What is a model

A LuciadLightspeed model is a container for a set of geographical data of the same type, for example, cities, roads, elevation data, flight plans, and so on. There are two types of geographical data:

  • Vector data that consists of geometries, such as points, lines, circles, and polygons. Examples of vector data are streets, buildings, airports, radars, and so on.

  • Raster data that consists of a grid of cells. Examples of raster data are aerial photographs, satellite images, weather data, elevation data, and so on.

In the LuciadLightspeed API, it is represented by the com.luciad.model.ILcdModel interface.

Typically, the model is the result of decoding a data source by means of an ILcdModelDecoder. Examples of data sources are:

  • A file: you decoded a SHP file, for example.

  • A database: you connected to a PostgreSQL PostGIS database, for example.

  • A URL: you connected to an OGC WMS web service, for example.

The contents or elements of an ILcdModel are called domain objects. For example, when you are decoding roads data, one road could be a single domain object.

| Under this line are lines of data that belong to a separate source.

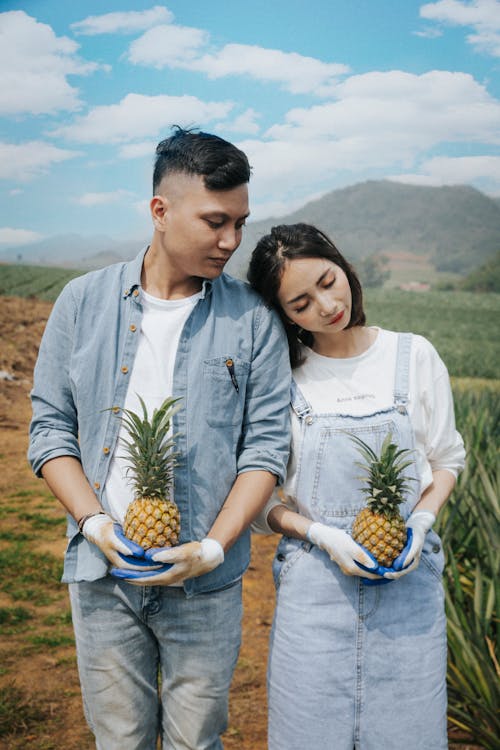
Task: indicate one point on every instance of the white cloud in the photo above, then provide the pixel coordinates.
(458, 170)
(406, 112)
(482, 15)
(14, 237)
(35, 64)
(428, 33)
(182, 47)
(296, 73)
(140, 116)
(126, 22)
(137, 150)
(244, 123)
(168, 46)
(382, 123)
(103, 199)
(21, 162)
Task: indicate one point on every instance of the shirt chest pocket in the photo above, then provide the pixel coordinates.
(225, 382)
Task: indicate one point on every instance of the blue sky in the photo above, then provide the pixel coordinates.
(320, 94)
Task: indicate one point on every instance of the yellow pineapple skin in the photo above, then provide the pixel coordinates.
(152, 522)
(382, 536)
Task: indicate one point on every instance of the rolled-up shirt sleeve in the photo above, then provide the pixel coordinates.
(435, 416)
(54, 427)
(266, 428)
(445, 447)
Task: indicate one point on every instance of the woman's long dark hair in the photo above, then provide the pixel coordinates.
(287, 242)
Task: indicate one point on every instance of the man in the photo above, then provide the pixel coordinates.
(167, 323)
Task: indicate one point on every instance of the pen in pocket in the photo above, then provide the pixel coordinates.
(230, 369)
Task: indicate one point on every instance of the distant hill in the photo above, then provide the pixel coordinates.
(73, 251)
(458, 228)
(453, 228)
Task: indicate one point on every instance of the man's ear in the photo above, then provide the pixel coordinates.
(158, 207)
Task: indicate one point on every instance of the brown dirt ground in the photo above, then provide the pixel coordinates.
(46, 672)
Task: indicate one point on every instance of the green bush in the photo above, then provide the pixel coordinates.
(468, 527)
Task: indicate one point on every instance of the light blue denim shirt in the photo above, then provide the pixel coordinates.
(85, 359)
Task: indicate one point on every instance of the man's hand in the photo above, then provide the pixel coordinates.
(108, 535)
(352, 559)
(177, 564)
(418, 524)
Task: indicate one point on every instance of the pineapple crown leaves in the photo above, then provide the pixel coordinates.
(383, 474)
(149, 454)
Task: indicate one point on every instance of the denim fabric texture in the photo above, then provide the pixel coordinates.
(122, 647)
(351, 665)
(85, 358)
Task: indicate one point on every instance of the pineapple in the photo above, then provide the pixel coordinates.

Extra information available in the model

Associated to each ILcdModel are:

  • A model reference (com.luciad.model.ILcdModelReference) that specifies the coordinate reference system used for locating the model data on earth. All LuciadLightspeed models need to be associated with a reference system. Otherwise, it is not possible to determine the location of the data.

    This also implies that the geometry or location of every domain object in an ILcdModel must be defined in the same reference system, for example WGS84.

  • A model descriptor (com.luciad.model.ILcdModelDescriptor) that provides additional information, or metadata, about the model. Each model descriptor describes:

    • The source of the model. For example when the model was created by decoding a file, the source would be the file path.

    • The type or format of the model. For example when decoding a SHP file, the type information exposed by the model descriptor indicates the data is SHP data.

    • A display name for the model which can be shown in the UI to the user. For example when you are decoding a file called rivers.shp, the display name for the model could be rivers.

    Some model descriptors expose extra information. For example:

    • The model descriptor can expose whether the model contains raster or vector data.

    • For models representing vector data, the model descriptor can expose which properties are available in the data. For example, the domain objects in a roads data set may not only contain the road geometry, but also properties like the road name. In this case, the model descriptor would describe that the road name property is available on each domain object.

    • For models representing data in a database, the model descriptor can expose database-specific information: from which table the data is derived.

Most important model implementations

You almost never have to implement the ILcdModel interface yourself. When you need to create an ILcdModel, when you are writing an ILcdModelDecoder for your own data format for example, you typically choose one of the existing implementations:

  • TLcd2DBoundsIndexedModel is an implementation that stores the domain objects in a spatial index. The domain objects are indexed based on their coordinates, or bounds, and can be retrieved using spatial queries.

    It is recommended to use this model in the following two cases:

    • Most of the time, only a subset of the data will be used.

      For example, when adding the data on a map, you configure the layer in such a way that the data only appears when the user zooms in. When the user zooms in, the layer will request only the relevant data from the model because the model allows for spatial queries.

    • The data is (almost) static.

      Building up the spatial index comes with a slight cost. Each time elements change in the model, the spatial index must be updated.

  • TLcdVectorModel is an implementation that stores the domain objects in a vector, allowing for fast integer-based queries. It does not allow for efficient spatial queries, however, as there is no spatial index.

    Except for a few specialized cases, the TLcdVectorModel is a good choice when TLcd2DBoundsIndexedModel is not a good fit.